5. Now Claude works faster: Claude 3.5 Sonnet runs at twice the speed of Claude 3 Opus. Claude’s biggest downside until now has been its speed, which is now on par with ChatGPT or even faster. Anthropic claims it responds at around 80 tokens per second, but there is no official data for other models to compare.
Comparing Claude 3.5 Sonnet With ChatGPT 4o
Taking these highlights into consideration, I tested various examples with Claude 3.5 Sonnet, focusing on its human-like text capabilities and coding. I also compared the results with ChatGPT 4o. Here’s how it performed:
1. Creative Writing
I have provided a detailed prompt asking both the models to generate a story.
Write a captivating story about a father lion teaching his young son the skills and wisdom needed to become the king of the forest. Explore their bond, the challenges they face, and the lessons learned along the way as the young lion grows into a wise and courageous leader.
After reading both stories, the winner was clear: Claude 3.5 Sonnet. The story generated by ChatGPT was longer but lacked emotional depth.
In contrast, Claude 3.5 Sonnet’s story had emotional depth and good character development, making it more compelling. Additionally, the Artifacts feature allowed me to edit the story and ask Claude to improve specific parts, making it a better tool for writing stories overall.
I generated poetry, dialogues, and other genres of stories. The results were similar, though this can be subjective. Since the service is free, I recommend giving it a try.
2. Other Texts Like Emails, Articles, and Summaries
Similarly, I generated other types of texts like emails, summaries, articles, and YouTube scripts. While ChatGPT’s email templates were better, Claude’s summaries were much clearer and easier to scan. For example, here’s the summary of this article generated by ChatGPT:
And here’s the summary from Claude:
Overall, both did a similar job at generating professional texts and articles.
3. Conversational Skills
To test the conversational skills, I tried giving this prompt to both Claude and ChatGPT:
I am feeling bit low today. Can you cheer me up?

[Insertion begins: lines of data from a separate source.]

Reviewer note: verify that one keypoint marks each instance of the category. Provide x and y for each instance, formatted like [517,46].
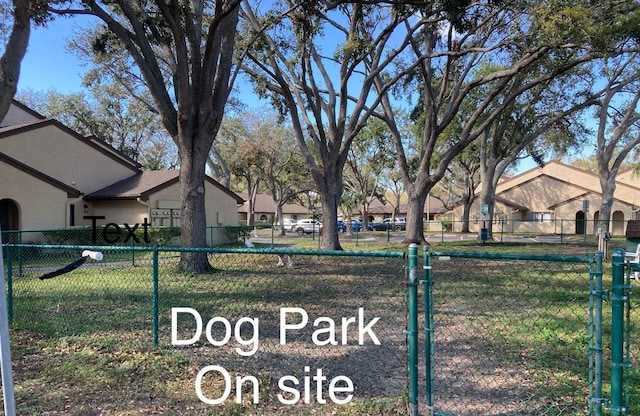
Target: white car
[285,224]
[306,226]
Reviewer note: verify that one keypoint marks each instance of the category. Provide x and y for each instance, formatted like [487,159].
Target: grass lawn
[511,338]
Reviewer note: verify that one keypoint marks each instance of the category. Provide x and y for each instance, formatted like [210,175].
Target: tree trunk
[466,211]
[280,220]
[194,221]
[330,197]
[415,225]
[13,54]
[608,184]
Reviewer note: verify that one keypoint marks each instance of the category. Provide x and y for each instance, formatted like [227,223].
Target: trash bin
[632,236]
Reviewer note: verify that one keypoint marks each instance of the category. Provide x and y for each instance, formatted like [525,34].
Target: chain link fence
[500,335]
[511,335]
[306,332]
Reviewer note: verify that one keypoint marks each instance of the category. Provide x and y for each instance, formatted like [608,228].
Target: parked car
[400,224]
[342,227]
[306,226]
[285,224]
[357,226]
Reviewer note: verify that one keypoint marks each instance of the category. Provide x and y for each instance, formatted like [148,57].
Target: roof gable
[71,192]
[146,183]
[91,141]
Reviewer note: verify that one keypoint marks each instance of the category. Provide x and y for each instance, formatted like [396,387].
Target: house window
[541,216]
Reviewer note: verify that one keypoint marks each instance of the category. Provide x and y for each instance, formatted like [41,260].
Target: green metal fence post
[9,284]
[618,299]
[428,326]
[155,298]
[412,328]
[595,336]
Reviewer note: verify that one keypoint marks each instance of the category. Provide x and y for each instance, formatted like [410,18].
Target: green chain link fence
[353,304]
[513,335]
[499,335]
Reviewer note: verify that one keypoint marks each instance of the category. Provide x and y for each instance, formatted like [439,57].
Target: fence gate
[503,334]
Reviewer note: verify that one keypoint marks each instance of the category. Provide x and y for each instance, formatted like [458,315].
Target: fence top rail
[221,250]
[513,256]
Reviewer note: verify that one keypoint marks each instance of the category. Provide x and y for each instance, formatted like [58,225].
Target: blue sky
[47,64]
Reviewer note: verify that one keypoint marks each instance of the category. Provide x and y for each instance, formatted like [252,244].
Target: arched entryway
[617,223]
[580,222]
[9,217]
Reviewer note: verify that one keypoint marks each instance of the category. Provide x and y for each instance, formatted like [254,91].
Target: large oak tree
[183,51]
[14,51]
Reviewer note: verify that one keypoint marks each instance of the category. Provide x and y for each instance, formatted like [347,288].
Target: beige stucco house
[53,178]
[557,198]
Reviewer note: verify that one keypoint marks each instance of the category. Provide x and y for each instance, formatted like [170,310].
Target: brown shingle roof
[145,183]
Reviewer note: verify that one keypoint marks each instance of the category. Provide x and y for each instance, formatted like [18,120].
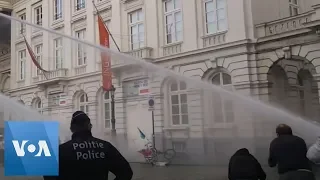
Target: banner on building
[136,87]
[105,57]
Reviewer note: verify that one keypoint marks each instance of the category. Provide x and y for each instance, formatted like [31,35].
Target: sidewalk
[147,172]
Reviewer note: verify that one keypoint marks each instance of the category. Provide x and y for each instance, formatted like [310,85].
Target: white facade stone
[258,37]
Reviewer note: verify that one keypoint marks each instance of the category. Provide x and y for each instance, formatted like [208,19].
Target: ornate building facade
[248,46]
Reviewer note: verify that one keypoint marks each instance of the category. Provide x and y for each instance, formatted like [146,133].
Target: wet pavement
[173,172]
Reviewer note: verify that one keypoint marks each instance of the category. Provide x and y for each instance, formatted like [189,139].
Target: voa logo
[42,145]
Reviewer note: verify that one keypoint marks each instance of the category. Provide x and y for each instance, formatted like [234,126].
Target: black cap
[80,118]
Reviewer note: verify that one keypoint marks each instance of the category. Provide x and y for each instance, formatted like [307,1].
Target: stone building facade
[247,46]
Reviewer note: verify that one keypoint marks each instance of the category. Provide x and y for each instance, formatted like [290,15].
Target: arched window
[179,103]
[304,90]
[222,107]
[39,106]
[107,110]
[279,85]
[6,84]
[83,103]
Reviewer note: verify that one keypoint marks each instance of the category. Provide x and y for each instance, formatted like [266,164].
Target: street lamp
[113,118]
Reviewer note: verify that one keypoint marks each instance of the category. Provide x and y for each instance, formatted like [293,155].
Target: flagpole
[112,90]
[99,16]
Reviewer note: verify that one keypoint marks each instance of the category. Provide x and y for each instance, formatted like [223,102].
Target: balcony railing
[143,53]
[171,49]
[54,74]
[283,25]
[214,39]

And the results are much more nuanced. ChatGPT has a memory feature to remember the details and preferences. It remembered that I like comedy movies and started by recommending some good comedy movies and other alternatives.
Whereas Claude is more empathetic in language and does understand your queries better.
While they both did a good job again when it came to conversations, they have their own style. But if I have to just talk about their conversational abilities, Claude takes an easy win.
4. Coding Tasks
Claude 3.5 Sonnet also improved on coding. So I have tried few exercises with each. Here’s one of them.
Create an HTML and CSS Code for a responsive navigation bar.
But ChatGPT and Claude also used JavaScript even though I have not mentioned about it. Except, the code generated by both is on par with each other, and the output was generated seamlessly without any errors.
However, one notable advantage of Claude is that it supports the Artifacts feature, which allows for previewing the output directly within Claude. Additionally, I could edit the code or ask Claude to improve specific aspects.
5. Image Descriptions
I provided a few photos to both the services and asked them to explain. I expected Claude to understand the humor in memes better than ChatGPT, but the results were almost similar. For example, here’s ChatGPT explaining the meme:
This is the Claude’s response to the same image:
Is Claude 3.5 Sonnet Better Than ChatGPT 4o
They both have their own styles. While I prefer ChatGPT’s professional texts, Claude outperforms when it comes to generating stories and having conversations. Since both services are free, it’s better to use each according to the situation. However, do not use either service to find facts, as both can hallucinate and provide incorrect information.